Montagu’s Gusto has an online ordering system at mgustonyc.com. We found it a challenge, partly because there are a variety of competing delivery services that process the orders and offer different choices and offers.

More fun comes by in person. Keep in mind that while Montagu’s has plenty of staff, it’s a challenge to move everything along quickly. If you’re wondering why your next meal is on hold, be glad that made-to-order hot sandwiches are carefully wrapped to stay warm in transit. Take a deep breath and repeat “ar-tee-son.”

Montagu’s rewards cash payments with a 10 percent discount. Gluttons are invited to purchase annual memberships for free delivery and additional discounts based on a membership fee. For example, for a 25 percent discount on all orders, you can purchase a $100 annual registration.

That’s a lot of sandwiches.

Montagu’s Gusto, 645 Second Avenue between 35th and 36th Streets (917-261-4129), is open Monday through Thursday from 9:45 a.m. to 9 p.m., Friday from 9:45 a.m. to 8 p.m., and Saturday from 9:45 a.m. to 5 p.m

Photo by Deborah Baldwin

Deborah Baldwin is a veteran editor and writer, most recently for This Old House; She was previously an editor for The New York Times, working on the style section and other parts of the paper. She and her husband, Irwin Arieff, wrote restaurant reviews for the Washington Post and Washington City Paper in the 1980s and 1990s.

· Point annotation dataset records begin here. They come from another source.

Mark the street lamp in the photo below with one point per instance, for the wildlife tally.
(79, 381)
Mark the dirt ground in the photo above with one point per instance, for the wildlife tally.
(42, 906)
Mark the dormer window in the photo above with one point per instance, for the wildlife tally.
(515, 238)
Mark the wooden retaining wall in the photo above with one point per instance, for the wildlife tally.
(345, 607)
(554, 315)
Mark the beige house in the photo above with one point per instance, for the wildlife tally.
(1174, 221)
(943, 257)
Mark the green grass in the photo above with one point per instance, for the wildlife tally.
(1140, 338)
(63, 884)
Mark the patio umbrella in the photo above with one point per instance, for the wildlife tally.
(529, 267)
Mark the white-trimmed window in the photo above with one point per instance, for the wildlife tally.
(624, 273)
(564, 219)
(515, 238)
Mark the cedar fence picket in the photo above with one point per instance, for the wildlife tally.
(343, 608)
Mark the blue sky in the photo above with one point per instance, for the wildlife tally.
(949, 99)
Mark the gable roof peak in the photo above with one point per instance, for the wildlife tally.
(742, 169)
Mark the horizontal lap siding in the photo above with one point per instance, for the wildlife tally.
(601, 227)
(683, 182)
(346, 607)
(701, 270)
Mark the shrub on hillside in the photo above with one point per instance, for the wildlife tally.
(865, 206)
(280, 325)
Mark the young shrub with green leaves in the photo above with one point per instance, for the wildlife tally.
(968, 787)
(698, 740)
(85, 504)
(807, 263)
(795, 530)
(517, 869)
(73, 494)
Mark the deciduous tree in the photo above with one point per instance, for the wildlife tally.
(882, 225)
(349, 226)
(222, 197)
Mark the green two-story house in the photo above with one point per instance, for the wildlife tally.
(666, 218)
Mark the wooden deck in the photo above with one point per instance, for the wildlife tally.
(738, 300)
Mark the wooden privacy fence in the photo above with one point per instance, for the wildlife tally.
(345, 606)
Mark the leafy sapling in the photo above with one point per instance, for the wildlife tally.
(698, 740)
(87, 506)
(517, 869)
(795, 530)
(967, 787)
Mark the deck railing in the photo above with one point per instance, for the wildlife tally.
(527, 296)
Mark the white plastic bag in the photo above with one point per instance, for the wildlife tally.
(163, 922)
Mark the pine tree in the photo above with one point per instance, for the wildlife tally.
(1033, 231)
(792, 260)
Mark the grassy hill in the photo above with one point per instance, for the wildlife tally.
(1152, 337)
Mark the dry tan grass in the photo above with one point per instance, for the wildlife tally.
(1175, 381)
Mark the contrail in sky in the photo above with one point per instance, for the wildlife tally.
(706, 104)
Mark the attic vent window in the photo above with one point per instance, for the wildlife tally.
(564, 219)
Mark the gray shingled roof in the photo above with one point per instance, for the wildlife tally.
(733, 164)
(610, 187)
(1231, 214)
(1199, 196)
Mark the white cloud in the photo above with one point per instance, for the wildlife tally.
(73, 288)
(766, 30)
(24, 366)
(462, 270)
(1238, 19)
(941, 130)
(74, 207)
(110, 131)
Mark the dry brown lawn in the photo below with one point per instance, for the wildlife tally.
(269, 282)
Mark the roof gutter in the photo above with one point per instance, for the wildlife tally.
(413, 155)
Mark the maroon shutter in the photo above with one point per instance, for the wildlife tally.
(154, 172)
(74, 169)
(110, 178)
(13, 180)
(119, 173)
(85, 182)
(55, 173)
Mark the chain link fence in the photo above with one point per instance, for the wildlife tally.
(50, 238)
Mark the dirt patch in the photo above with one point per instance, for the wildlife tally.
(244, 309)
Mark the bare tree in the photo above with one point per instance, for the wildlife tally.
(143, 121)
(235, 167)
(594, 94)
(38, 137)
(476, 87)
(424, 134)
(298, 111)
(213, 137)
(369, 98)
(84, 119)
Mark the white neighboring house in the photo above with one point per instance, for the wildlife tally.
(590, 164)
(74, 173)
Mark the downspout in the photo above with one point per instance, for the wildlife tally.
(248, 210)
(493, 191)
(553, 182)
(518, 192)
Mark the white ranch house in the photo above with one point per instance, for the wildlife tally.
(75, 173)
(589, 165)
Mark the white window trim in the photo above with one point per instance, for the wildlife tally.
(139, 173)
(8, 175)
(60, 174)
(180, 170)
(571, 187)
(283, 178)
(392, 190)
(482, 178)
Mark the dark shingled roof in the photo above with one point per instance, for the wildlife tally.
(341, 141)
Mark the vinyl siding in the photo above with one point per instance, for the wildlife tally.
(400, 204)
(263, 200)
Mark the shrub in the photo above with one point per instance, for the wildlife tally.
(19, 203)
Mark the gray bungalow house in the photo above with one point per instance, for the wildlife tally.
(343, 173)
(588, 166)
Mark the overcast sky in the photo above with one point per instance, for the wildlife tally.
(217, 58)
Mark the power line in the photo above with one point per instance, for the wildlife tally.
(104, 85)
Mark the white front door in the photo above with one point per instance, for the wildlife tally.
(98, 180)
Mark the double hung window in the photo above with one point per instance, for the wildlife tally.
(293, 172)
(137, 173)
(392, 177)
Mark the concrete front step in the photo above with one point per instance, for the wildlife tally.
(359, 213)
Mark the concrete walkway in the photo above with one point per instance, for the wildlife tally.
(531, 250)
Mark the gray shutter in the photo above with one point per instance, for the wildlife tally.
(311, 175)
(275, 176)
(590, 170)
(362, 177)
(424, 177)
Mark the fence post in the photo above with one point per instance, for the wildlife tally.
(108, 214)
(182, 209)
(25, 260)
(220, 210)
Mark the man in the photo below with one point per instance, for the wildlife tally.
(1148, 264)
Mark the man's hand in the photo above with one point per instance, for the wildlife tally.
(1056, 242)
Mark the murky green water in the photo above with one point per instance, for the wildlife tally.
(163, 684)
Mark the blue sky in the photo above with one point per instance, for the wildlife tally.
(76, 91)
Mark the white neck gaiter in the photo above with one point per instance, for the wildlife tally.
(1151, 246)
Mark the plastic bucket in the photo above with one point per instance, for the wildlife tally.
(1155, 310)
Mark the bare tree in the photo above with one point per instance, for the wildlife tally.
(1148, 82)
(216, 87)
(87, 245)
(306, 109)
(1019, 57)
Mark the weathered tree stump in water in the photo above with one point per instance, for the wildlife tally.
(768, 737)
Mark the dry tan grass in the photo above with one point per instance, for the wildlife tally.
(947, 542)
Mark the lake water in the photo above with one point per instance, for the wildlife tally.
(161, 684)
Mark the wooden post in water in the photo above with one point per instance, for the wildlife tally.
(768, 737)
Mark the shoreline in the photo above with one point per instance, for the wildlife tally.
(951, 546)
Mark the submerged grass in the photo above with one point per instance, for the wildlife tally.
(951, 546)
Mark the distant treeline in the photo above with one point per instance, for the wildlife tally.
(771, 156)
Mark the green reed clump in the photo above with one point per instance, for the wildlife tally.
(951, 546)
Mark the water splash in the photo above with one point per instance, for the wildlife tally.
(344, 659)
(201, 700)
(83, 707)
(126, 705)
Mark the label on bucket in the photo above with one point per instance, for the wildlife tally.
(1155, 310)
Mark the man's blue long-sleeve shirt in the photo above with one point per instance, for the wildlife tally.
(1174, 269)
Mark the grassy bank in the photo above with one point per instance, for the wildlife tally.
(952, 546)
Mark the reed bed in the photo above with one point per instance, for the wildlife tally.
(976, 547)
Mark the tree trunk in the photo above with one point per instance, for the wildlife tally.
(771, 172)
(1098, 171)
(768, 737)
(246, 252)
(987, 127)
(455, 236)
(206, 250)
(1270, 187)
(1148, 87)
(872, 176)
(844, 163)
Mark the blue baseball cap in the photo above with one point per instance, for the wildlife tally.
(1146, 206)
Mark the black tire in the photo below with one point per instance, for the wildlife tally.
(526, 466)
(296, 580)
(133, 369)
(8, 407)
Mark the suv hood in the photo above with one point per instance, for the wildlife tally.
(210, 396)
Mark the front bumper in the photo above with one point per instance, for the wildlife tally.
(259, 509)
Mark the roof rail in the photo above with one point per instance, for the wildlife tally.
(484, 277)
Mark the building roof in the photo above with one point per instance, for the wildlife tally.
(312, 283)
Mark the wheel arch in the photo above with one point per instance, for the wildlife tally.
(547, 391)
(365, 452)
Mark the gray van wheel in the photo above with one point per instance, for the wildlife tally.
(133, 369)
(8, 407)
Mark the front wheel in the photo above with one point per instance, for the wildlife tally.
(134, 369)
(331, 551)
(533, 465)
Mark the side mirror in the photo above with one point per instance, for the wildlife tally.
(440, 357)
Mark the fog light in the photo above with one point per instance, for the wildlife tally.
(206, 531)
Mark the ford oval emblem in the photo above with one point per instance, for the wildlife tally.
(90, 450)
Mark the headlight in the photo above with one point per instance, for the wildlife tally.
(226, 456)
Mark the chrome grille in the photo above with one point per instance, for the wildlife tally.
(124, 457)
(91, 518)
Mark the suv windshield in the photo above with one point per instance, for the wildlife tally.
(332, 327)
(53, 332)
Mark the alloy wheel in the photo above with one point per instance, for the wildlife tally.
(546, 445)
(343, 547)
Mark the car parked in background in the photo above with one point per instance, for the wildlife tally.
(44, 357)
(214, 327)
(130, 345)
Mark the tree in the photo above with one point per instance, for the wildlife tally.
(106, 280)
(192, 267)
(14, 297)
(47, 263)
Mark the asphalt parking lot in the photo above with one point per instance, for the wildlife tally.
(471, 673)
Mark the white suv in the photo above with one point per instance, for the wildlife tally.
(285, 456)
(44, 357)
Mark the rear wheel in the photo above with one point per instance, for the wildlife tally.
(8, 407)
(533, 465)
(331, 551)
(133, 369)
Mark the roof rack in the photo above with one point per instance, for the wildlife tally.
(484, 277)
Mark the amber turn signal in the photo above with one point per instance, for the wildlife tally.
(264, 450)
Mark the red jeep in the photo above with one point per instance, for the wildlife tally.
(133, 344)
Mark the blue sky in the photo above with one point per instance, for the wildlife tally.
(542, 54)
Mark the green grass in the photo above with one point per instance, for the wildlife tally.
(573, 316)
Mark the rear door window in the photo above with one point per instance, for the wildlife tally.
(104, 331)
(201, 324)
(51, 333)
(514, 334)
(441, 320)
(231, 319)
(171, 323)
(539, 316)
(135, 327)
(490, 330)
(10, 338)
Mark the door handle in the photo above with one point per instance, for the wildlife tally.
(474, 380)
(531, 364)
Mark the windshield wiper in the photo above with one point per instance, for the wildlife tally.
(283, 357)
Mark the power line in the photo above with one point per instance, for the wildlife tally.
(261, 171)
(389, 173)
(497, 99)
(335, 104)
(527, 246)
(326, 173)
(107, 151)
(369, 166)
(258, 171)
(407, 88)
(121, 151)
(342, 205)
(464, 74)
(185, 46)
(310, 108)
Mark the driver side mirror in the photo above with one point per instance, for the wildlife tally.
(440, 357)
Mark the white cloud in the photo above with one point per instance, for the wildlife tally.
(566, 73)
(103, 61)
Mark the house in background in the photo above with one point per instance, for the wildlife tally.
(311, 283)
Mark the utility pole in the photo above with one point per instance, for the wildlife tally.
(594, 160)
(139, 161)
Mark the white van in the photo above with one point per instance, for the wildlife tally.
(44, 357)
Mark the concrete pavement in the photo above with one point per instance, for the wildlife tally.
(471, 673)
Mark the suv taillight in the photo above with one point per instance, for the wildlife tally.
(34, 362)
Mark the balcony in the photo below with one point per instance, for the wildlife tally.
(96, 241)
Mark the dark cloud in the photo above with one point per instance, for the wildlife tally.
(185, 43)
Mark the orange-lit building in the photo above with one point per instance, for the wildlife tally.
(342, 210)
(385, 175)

Deborah Baldwin and Irwin Arieff

Irwin Arieff is a veteran writer and editor with extensive experience writing on international diplomacy and food, cooking and restaurants. Before leaving daily journalism in 2007, he was a Reuters correspondent for 23 years and held senior positions in Washington, Paris and New York and at the United Nations. In the 1980s and 1990s he wrote restaurant reviews for the Washington Post and the Washington City Paper with his wife Deborah Baldwin.